One, foreword

As we all know, no matter in large companies like BAT, or a variety of small companies, or even the traditional industry just transferred to the Internet enterprises are beginning to use distributed architecture, so what is distributed architecture? What are the benefits of a distributed architecture? How has distributed architecture evolved? Which company started the era of distributed architecture? By the end of this article, you’ll have these answers, and let’s start the magic journey of distributed overview!

Second, the history of distributed architecture

On February 14, 1946, a romantic Valentine’s Day, the world’s first electronic digital computer was born at the University of Pennsylvania in the United States. Her name was ENIAC. The computer, which covers 170 square meters and weighs 30 tons, can perform 5,000 addition operations per second.

After the birth of the first electronic computer, IT means the arrival of a rapidly changing IT era. The performance of individual computers has improved from the earliest 8-bit cpus to the present 64-bit cpus. From the early MB level of memory to the current GB level of memory; From slow mechanical storage to solid-state SSD storage.
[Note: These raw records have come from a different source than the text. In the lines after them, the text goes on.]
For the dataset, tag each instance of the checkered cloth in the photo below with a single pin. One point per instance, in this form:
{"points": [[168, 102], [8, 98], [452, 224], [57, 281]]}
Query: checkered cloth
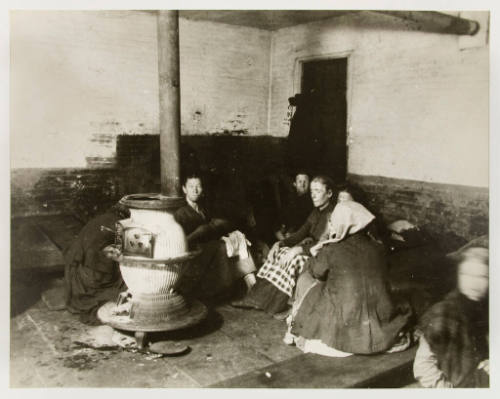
{"points": [[281, 274]]}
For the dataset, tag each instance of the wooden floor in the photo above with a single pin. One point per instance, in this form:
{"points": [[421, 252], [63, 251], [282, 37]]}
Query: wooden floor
{"points": [[231, 348]]}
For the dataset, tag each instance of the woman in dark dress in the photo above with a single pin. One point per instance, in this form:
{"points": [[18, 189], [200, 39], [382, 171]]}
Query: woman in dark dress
{"points": [[91, 276], [343, 305], [276, 278]]}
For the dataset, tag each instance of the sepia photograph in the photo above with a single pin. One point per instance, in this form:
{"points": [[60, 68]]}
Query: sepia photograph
{"points": [[248, 196]]}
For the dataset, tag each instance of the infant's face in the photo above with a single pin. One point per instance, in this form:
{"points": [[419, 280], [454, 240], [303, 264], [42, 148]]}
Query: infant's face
{"points": [[301, 184], [473, 279]]}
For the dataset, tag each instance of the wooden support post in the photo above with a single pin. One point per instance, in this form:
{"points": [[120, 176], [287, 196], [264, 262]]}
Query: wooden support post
{"points": [[169, 88]]}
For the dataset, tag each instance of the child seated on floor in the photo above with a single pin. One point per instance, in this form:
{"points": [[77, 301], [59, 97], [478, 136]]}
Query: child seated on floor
{"points": [[453, 345]]}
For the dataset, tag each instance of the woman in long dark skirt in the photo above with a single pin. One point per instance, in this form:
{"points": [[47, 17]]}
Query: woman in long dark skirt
{"points": [[343, 304], [277, 277], [91, 277]]}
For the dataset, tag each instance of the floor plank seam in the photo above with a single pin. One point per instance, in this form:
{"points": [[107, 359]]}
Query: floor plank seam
{"points": [[44, 337]]}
After ENIAC, electronic computers entered the mainframe era dominated by IBM. April 7, 1964, in Jean. The first IBM mainframe, the SYSTEM/360, was launched in three years at a cost of $5 billion under the leadership of Amdar, the father of the IBM mainframe and considered one of the greatest computer designers of all time. This enabled IBM to dominate the mainframe computer industry in the 1950s and 1960s, laying the foundation for IBM’s computer empire. IBM mainframes once underpinned the US space mission to the moon, and IBM mainframes have served key areas of core industries such as finance. Even in the context of the rapid development of X86 and cloud computing,IBM’s mainframes still firmly occupy a certain high-end market share due to their superior computing power and high reliability.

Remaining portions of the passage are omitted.